The other was better known as Sai Baba, which roughly means ‘divine father’. He claimed to be the reincarnation of the original Sai Baba of Shirdi who died in 1918. And there was drama too as many of his followers stood by him while he lay dying. Sadly Jesus’ disciples had mostly deserted him while he was left hanging. Sai Baba’s followers include politicians and celebrities who mourned his death and so his funeral was conducted with full state honour. But such people in Jesus’ days were clamouring for his death and so gave him the most severe capital punishment possible. Sai Baba’s death brought grief to the nation and to millions of devotees all over the world. Jesus’ death however brought relief to the local and religious authorities but confusion to the handful who had believed that he was their Messiah. Finally Sai Baba left behind a huge fortune that had been donated to support his cause and it is now up to his followers to use it to carry on his work. Jesus left nothing much except the promise of the Holy Spirit and a Great Commission, which his followers had since faithfully sought to fulfill until he returns again.

I read of how one of Sai Baba’s followers had claimed that the master had said he would eventually die at the age of 95 or 96 and since he was only 84, he strongly believed that his master would recover and live on for another decade more. But his master did not recover and died on the same day Christians celebrate the resurrection of their Lord and Saviour. Then another follower claimed that her master had appeared in her dream saying that he would resurrect again in 41 days and so went on a hunger strike to protest against plans to bury him. So we will know by Pentecost if Sai Baba would indeed resurrect as claimed. But I sincerely doubt so because the master himself had claimed to be the reincarnation of the one before him, and to be consistent with his own teachings, his devotees should expect his reincarnation instead. But I guess history will eventually reveal if Sai Baba was indeed the ‘divine father’ as claimed and whether his followers will use his huge but exhaustible fortune to propagate his teachings until someone comes along and claims to be the next Sai Baba.

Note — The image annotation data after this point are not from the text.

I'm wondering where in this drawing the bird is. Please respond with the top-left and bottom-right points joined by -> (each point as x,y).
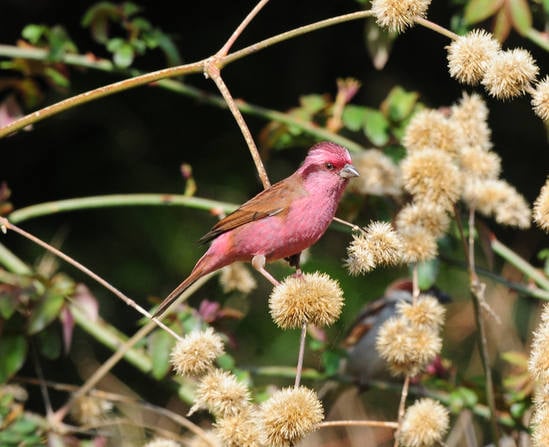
153,141 -> 359,317
342,278 -> 451,388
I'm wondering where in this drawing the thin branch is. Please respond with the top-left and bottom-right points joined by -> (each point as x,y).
217,0 -> 269,57
294,323 -> 307,388
0,11 -> 371,138
204,57 -> 271,189
0,217 -> 181,340
9,194 -> 238,224
319,421 -> 398,430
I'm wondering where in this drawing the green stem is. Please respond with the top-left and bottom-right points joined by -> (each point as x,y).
9,194 -> 237,224
0,11 -> 371,138
490,237 -> 549,291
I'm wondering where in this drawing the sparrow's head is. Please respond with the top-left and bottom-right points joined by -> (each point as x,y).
298,141 -> 359,183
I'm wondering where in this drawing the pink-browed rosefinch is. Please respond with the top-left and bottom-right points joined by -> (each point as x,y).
155,142 -> 359,316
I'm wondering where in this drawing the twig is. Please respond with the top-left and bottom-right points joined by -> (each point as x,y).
0,11 -> 372,138
0,217 -> 181,340
294,323 -> 307,388
319,421 -> 398,430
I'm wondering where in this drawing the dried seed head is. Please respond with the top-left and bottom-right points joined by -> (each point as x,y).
534,177 -> 549,233
260,386 -> 324,447
463,179 -> 531,228
459,146 -> 501,180
399,227 -> 438,264
446,29 -> 500,85
399,398 -> 450,447
189,369 -> 250,418
349,149 -> 402,196
532,75 -> 549,121
345,232 -> 376,276
401,149 -> 462,209
371,0 -> 431,32
214,408 -> 261,447
482,48 -> 539,99
395,202 -> 450,238
451,92 -> 492,150
402,109 -> 461,156
219,262 -> 257,293
269,272 -> 343,329
170,328 -> 225,376
397,295 -> 446,330
144,438 -> 181,447
376,316 -> 442,376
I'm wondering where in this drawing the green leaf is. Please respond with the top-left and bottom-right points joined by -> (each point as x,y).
0,334 -> 27,383
341,104 -> 366,132
381,86 -> 419,122
464,0 -> 504,25
113,43 -> 135,68
36,325 -> 61,360
364,17 -> 397,70
21,24 -> 48,45
27,290 -> 65,334
148,330 -> 175,379
417,259 -> 439,290
507,0 -> 532,36
364,107 -> 389,146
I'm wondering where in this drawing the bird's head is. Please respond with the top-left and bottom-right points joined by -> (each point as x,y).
298,141 -> 359,183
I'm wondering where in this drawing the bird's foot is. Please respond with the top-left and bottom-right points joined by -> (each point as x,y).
252,255 -> 280,286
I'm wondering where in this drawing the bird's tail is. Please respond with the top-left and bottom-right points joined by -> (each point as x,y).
153,253 -> 224,318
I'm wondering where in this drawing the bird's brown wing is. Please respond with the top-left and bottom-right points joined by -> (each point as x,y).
200,176 -> 306,243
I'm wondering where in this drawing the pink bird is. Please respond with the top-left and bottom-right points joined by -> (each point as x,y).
154,142 -> 359,317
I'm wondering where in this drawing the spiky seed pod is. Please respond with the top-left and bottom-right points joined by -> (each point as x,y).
376,316 -> 442,376
451,92 -> 492,150
395,202 -> 450,238
371,0 -> 431,32
345,232 -> 376,276
398,398 -> 450,447
402,109 -> 461,156
446,29 -> 500,85
534,177 -> 549,233
532,75 -> 549,121
170,328 -> 225,376
349,149 -> 402,196
189,369 -> 250,418
214,407 -> 261,447
397,294 -> 446,330
401,149 -> 462,209
219,262 -> 257,293
259,386 -> 324,447
144,438 -> 181,447
482,48 -> 539,99
398,227 -> 438,264
269,272 -> 343,329
459,145 -> 501,180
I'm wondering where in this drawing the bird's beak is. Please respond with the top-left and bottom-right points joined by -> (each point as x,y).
339,164 -> 360,178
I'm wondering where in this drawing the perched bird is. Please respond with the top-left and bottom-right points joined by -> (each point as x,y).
155,142 -> 359,317
343,279 -> 450,387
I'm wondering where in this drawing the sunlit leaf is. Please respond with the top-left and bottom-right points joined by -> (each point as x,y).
0,334 -> 27,383
507,0 -> 532,36
364,107 -> 389,146
464,0 -> 504,25
148,331 -> 175,379
364,17 -> 397,70
341,104 -> 366,132
27,290 -> 65,334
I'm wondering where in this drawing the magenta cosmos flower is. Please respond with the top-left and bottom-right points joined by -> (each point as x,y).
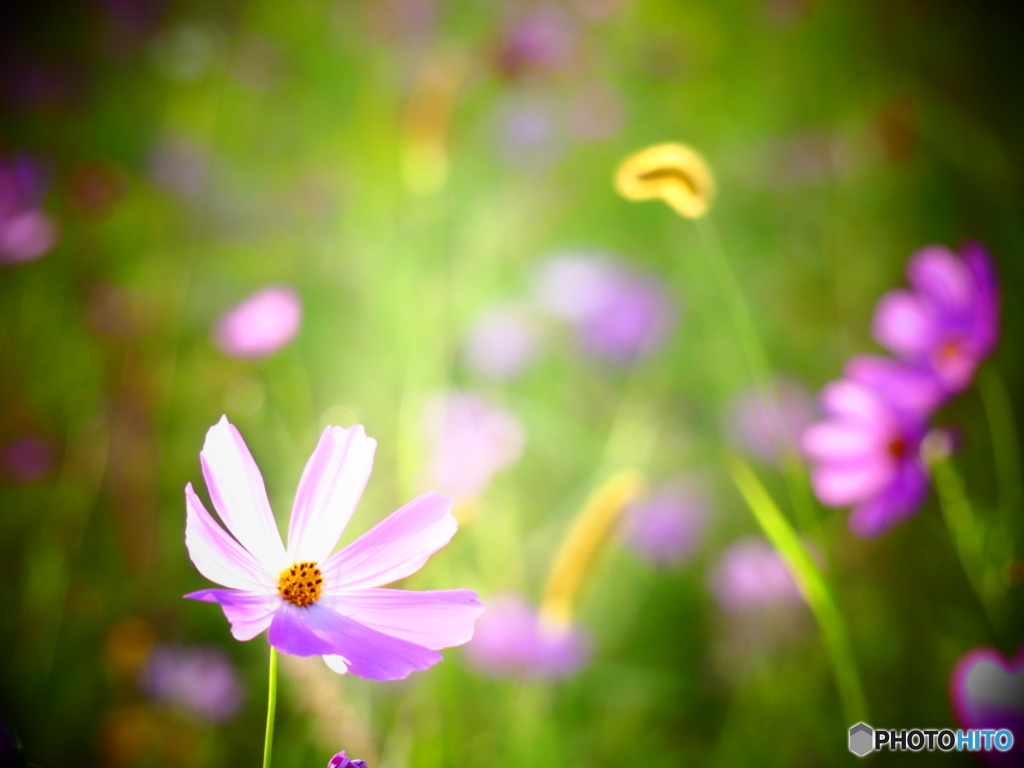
802,356 -> 939,537
185,417 -> 483,680
214,286 -> 302,357
874,244 -> 999,394
949,647 -> 1024,768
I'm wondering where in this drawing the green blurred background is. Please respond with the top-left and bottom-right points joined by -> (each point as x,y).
0,0 -> 1024,768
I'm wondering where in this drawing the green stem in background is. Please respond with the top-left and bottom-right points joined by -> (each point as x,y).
263,645 -> 278,768
930,457 -> 1002,634
696,217 -> 817,531
725,454 -> 867,724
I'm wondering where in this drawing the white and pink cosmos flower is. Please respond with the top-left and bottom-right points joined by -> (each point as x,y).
185,417 -> 483,680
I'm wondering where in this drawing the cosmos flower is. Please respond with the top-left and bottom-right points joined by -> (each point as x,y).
626,479 -> 709,564
327,750 -> 367,768
185,417 -> 483,680
464,305 -> 540,381
0,155 -> 58,264
615,142 -> 715,219
726,377 -> 818,466
466,594 -> 590,679
214,286 -> 302,357
802,357 -> 935,537
710,538 -> 803,612
142,645 -> 243,723
949,647 -> 1024,768
873,244 -> 999,394
424,391 -> 526,503
536,254 -> 675,366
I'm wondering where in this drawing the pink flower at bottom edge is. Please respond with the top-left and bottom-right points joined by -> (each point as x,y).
185,417 -> 483,680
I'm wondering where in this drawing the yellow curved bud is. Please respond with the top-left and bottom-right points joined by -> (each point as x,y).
615,142 -> 715,219
541,470 -> 646,627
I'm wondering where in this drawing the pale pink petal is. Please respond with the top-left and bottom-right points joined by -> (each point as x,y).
185,590 -> 283,640
811,461 -> 894,507
185,483 -> 276,592
801,421 -> 880,462
200,416 -> 288,573
323,494 -> 459,595
906,246 -> 975,311
288,424 -> 377,562
871,291 -> 935,357
268,602 -> 441,680
325,589 -> 483,650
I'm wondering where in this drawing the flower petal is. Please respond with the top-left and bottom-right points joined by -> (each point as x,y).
200,416 -> 288,573
185,482 -> 274,592
323,494 -> 459,595
269,602 -> 441,680
185,590 -> 283,640
288,424 -> 377,562
871,290 -> 936,357
325,589 -> 483,650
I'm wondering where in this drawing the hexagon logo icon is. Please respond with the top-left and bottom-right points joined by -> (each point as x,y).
850,723 -> 874,758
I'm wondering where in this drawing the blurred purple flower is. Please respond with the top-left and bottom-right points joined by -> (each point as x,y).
537,254 -> 675,366
425,391 -> 526,502
142,645 -> 243,723
949,647 -> 1024,768
185,417 -> 483,680
726,377 -> 818,466
0,155 -> 58,264
710,538 -> 804,612
626,479 -> 709,564
464,305 -> 540,381
214,286 -> 302,357
327,750 -> 367,768
802,357 -> 935,537
3,436 -> 53,482
873,244 -> 999,394
466,594 -> 590,679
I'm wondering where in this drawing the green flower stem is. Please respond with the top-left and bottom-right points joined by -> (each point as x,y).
263,645 -> 278,768
725,454 -> 867,723
931,458 -> 1004,633
696,217 -> 817,531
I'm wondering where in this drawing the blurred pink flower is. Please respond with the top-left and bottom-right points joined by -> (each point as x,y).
0,155 -> 58,264
185,417 -> 483,680
726,377 -> 818,466
214,286 -> 302,357
873,244 -> 999,394
3,436 -> 53,482
626,479 -> 709,564
949,646 -> 1024,768
425,391 -> 526,502
466,594 -> 590,679
710,538 -> 803,612
536,254 -> 675,366
142,645 -> 243,723
465,305 -> 540,381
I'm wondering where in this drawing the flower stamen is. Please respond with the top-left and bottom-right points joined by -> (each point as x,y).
278,562 -> 324,608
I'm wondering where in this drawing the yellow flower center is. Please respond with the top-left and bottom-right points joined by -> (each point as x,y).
278,562 -> 324,608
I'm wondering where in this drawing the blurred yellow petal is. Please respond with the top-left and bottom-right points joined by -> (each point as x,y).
615,142 -> 715,219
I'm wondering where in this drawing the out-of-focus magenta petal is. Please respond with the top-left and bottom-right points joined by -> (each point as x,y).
849,461 -> 928,538
323,494 -> 459,595
200,416 -> 289,573
214,286 -> 302,357
185,483 -> 276,592
906,246 -> 974,312
325,589 -> 483,650
872,290 -> 936,355
185,590 -> 284,640
269,602 -> 441,680
288,424 -> 377,562
811,457 -> 895,507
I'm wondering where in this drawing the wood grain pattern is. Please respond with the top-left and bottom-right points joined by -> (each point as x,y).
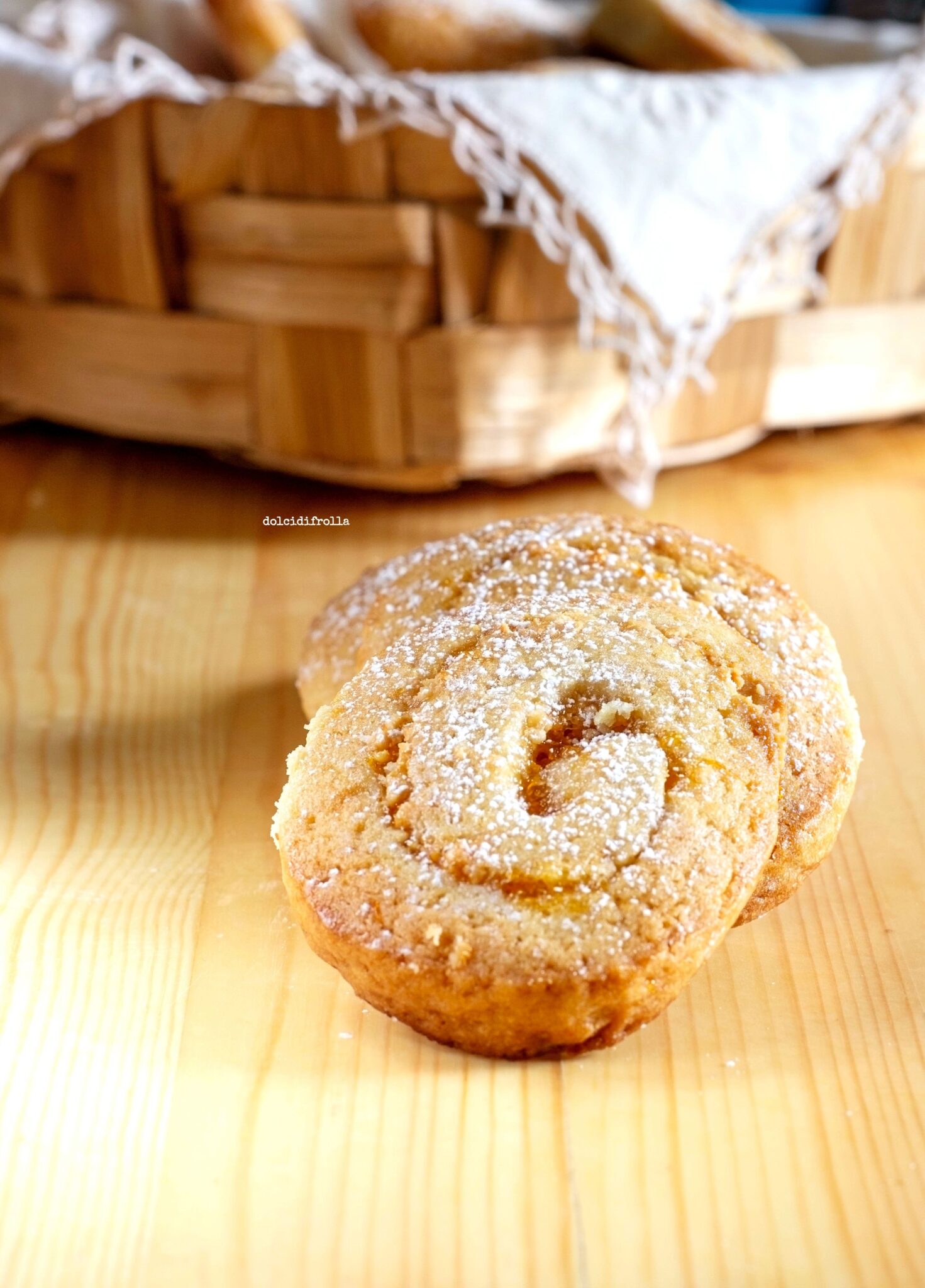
0,425 -> 925,1288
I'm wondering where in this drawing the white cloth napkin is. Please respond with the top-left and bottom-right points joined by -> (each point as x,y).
0,0 -> 925,504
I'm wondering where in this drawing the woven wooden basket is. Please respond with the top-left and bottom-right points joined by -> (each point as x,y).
0,98 -> 925,489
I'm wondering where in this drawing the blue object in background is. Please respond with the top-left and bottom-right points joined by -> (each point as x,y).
731,0 -> 828,17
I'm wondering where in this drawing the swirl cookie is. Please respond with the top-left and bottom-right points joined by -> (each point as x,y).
299,515 -> 862,921
273,594 -> 786,1057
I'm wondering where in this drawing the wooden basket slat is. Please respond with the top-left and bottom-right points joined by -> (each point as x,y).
186,258 -> 437,332
75,103 -> 170,309
241,106 -> 392,201
178,194 -> 434,268
0,296 -> 254,448
0,99 -> 925,489
257,326 -> 406,470
434,206 -> 495,326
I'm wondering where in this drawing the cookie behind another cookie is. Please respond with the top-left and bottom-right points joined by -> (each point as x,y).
299,515 -> 862,921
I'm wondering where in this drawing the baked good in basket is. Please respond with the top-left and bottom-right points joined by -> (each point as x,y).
273,592 -> 786,1057
299,515 -> 862,921
208,0 -> 306,79
353,0 -> 582,72
591,0 -> 799,72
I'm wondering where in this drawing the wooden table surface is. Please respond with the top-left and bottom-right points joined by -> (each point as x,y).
0,425 -> 925,1288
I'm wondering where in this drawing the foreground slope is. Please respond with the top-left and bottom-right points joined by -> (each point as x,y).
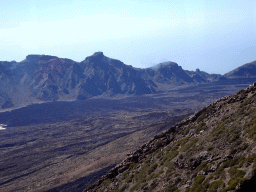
85,83 -> 256,192
0,52 -> 220,110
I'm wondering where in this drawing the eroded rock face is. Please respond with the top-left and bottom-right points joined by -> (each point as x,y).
85,83 -> 256,191
0,52 -> 232,108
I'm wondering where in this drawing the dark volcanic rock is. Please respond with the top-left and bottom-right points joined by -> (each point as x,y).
0,52 -> 256,108
224,61 -> 256,78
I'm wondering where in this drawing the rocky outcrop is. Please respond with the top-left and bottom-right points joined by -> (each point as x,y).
85,83 -> 256,191
0,52 -> 225,108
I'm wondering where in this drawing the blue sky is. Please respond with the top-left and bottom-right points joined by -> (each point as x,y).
0,0 -> 256,74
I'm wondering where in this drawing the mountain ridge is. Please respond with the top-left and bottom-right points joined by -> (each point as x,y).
84,83 -> 256,192
0,52 -> 224,109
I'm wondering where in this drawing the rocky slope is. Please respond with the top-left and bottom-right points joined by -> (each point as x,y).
0,52 -> 220,109
224,61 -> 256,78
84,83 -> 256,192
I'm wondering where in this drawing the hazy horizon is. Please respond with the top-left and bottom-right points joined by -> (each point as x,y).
0,0 -> 256,74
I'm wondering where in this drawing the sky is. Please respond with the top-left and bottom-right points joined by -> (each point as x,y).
0,0 -> 256,74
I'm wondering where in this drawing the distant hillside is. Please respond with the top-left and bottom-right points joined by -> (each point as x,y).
85,83 -> 256,192
0,52 -> 218,109
224,61 -> 256,78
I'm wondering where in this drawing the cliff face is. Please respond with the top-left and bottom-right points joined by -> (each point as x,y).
85,83 -> 256,192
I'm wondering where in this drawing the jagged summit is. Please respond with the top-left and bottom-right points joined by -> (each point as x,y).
224,61 -> 256,78
92,51 -> 104,57
85,83 -> 256,192
26,54 -> 58,61
0,51 -> 256,109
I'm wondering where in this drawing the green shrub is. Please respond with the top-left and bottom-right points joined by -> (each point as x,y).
186,175 -> 208,192
166,162 -> 175,175
163,151 -> 179,161
195,122 -> 207,134
118,184 -> 128,192
207,146 -> 213,151
130,183 -> 140,192
155,140 -> 163,148
182,125 -> 193,135
195,161 -> 207,172
180,137 -> 198,152
228,166 -> 246,178
165,183 -> 178,192
196,112 -> 206,122
148,163 -> 158,175
175,137 -> 190,146
222,177 -> 247,192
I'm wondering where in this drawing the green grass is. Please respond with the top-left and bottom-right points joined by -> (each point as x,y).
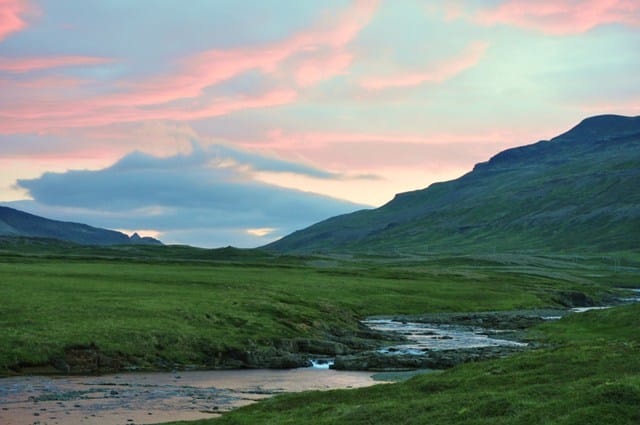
0,243 -> 635,373
175,305 -> 640,425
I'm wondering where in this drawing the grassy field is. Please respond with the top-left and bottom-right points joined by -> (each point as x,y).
175,304 -> 640,425
0,241 -> 637,373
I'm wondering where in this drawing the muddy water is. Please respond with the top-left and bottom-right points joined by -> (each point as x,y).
364,319 -> 526,355
0,368 -> 378,425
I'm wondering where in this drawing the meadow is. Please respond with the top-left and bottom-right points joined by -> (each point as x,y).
0,238 -> 635,374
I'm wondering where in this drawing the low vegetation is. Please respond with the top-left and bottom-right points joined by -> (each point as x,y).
0,240 -> 634,373
178,304 -> 640,425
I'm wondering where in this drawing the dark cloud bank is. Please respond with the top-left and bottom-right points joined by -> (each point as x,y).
13,143 -> 363,247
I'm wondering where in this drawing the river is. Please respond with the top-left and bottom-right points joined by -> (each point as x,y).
0,368 -> 379,425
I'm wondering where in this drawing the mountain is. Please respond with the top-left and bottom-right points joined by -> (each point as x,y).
0,207 -> 162,245
265,115 -> 640,253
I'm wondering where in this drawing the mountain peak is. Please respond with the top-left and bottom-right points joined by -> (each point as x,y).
268,115 -> 640,253
552,115 -> 640,142
0,206 -> 162,245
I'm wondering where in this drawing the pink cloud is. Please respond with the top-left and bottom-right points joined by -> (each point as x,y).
109,0 -> 379,105
476,0 -> 640,35
0,55 -> 114,73
0,0 -> 379,133
0,90 -> 297,133
0,0 -> 28,41
294,51 -> 353,87
360,42 -> 488,90
250,128 -> 527,151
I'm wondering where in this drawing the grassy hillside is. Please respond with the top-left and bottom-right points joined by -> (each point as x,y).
178,305 -> 640,425
0,242 -> 637,372
267,116 -> 640,253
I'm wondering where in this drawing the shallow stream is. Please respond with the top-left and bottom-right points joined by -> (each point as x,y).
0,368 -> 378,425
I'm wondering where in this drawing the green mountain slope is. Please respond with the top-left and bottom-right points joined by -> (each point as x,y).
266,115 -> 640,252
0,207 -> 162,245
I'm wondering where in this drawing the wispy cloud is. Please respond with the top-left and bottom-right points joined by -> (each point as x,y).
360,41 -> 488,90
0,0 -> 28,42
0,55 -> 114,73
476,0 -> 640,35
18,144 -> 362,246
0,0 -> 378,133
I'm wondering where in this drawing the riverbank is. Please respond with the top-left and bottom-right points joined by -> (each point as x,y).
188,304 -> 640,425
0,368 -> 379,425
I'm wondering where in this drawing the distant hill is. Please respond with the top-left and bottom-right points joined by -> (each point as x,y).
0,207 -> 162,245
265,115 -> 640,253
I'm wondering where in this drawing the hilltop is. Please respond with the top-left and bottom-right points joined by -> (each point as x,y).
265,115 -> 640,253
0,207 -> 162,245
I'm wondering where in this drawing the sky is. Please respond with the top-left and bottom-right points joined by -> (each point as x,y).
0,0 -> 640,247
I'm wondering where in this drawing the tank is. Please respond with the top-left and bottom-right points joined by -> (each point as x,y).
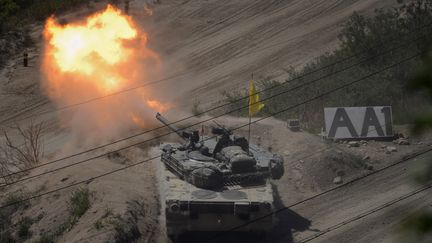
156,113 -> 284,239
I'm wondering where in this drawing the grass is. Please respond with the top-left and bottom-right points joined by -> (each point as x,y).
36,188 -> 92,243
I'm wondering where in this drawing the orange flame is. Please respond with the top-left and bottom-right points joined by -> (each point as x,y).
42,5 -> 168,141
144,3 -> 153,16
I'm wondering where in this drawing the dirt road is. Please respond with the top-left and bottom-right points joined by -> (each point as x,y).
269,152 -> 432,242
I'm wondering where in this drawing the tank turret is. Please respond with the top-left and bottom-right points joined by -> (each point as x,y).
156,113 -> 284,238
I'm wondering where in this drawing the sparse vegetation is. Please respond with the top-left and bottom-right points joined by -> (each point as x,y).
111,200 -> 157,243
36,188 -> 92,243
93,208 -> 113,230
69,188 -> 90,225
222,0 -> 432,133
0,123 -> 44,184
18,217 -> 33,240
0,191 -> 28,242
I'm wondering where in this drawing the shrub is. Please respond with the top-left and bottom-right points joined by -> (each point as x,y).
69,188 -> 90,224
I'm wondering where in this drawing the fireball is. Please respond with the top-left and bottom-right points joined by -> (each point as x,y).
42,5 -> 170,142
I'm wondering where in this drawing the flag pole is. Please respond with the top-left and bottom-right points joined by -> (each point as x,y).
248,73 -> 253,154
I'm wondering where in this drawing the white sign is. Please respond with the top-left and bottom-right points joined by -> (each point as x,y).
324,106 -> 393,138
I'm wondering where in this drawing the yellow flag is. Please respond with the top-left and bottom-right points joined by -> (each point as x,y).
249,80 -> 264,116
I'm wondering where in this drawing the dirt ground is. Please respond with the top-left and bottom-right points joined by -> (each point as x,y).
0,0 -> 431,242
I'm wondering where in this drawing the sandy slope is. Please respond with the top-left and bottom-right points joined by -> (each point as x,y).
0,0 -> 426,242
138,0 -> 395,107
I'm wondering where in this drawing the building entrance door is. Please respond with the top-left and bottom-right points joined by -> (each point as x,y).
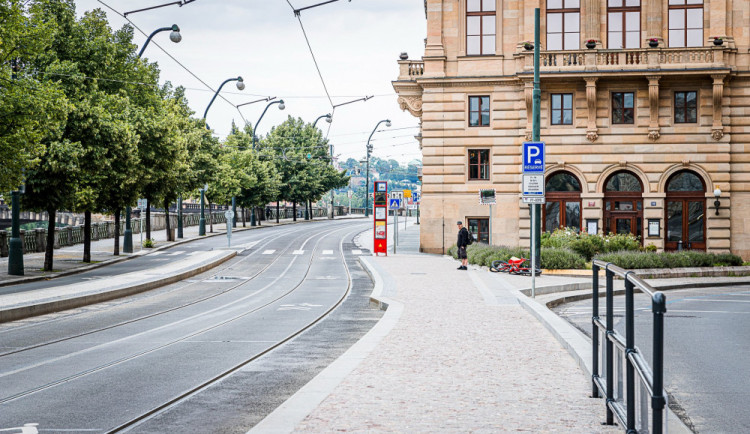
664,170 -> 706,250
603,171 -> 643,242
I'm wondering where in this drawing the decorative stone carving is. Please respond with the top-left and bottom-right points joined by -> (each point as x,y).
398,96 -> 422,118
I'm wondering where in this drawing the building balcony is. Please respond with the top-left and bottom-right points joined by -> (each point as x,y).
517,46 -> 736,75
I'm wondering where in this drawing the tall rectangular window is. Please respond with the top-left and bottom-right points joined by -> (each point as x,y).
469,96 -> 490,127
669,0 -> 703,47
547,0 -> 581,50
466,0 -> 495,56
550,93 -> 573,125
674,91 -> 698,124
469,149 -> 490,180
612,92 -> 635,124
607,0 -> 641,49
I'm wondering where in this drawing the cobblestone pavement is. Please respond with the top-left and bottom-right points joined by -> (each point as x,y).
296,255 -> 620,433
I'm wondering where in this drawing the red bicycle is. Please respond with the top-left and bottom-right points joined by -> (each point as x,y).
490,256 -> 542,276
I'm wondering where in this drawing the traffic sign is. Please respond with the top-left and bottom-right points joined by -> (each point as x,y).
522,142 -> 544,173
523,173 -> 544,196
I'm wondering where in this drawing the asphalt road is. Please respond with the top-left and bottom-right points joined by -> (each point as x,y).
554,286 -> 750,433
0,220 -> 381,432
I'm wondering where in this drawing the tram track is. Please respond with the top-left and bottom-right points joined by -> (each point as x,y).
0,222 -> 356,360
0,227 -> 362,410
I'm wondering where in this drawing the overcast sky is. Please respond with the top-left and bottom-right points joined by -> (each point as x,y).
75,0 -> 426,162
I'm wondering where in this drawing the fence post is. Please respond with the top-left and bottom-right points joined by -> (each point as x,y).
605,264 -> 615,425
651,292 -> 667,434
591,263 -> 600,398
624,271 -> 636,433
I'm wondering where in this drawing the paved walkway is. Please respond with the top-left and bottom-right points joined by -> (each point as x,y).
252,225 -> 620,433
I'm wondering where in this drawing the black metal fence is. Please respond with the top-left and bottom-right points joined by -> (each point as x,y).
592,260 -> 667,434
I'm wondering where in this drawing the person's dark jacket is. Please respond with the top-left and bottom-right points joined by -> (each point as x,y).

So here are three people and their deaths over an eventful week. One was an ordinary folk who came back to life but only to die again, like Lazarus himself. The lesson for us is that no one can escape death. We will all die some day and so let us not live as if we are not going to die. The other was not much different to another person whose life had also touched and inspired many and whose death was also mourned and grieved by many all over the world. The only difference was that Mother Teresa drew all attention to her Lord and did all things for his glory. And I suppose they are not the last people on earth whose lives will impact many others, whether it is for their own cause or for the Master whom they serve. The lesson here is about how we live this one precious life before we finally die. Will we touch and inspire other lives for Christ’s sake such that many would also mourn our death and thank God for our lives?

So this brings me finally to the first death that happened in Jerusalem. Jesus died and rose again, not to his old self but in a new resurrected body that will never perish nor taste death again. And the most wonderful thing about this truth is found in his reply to Lazarus’ sister before he raised him from the dead. Jesus says, “I am the resurrection and the life. He who believes in me will live, even though he dies; and whoever lives and believes in me will never die. Do you believe this?” Do you believe this? I suppose history will eventually reveal if this claim is also true as well. The only problem is that it will be too late to believe then. As for the rest of us who believe, we should therefore not give up for whatever reasons or lose the will to live because life is meaningless or unfair. If Sai Baba’s followers can continue to face life by drawing inspirations from his teachings, surely we can do likewise and much better, knowing that we have the Holy Spirit helping us until we meet our Lord again. And if the Great Commission is the goal for our lives, surely we can also touch and inspire many for the glory of the kingdom.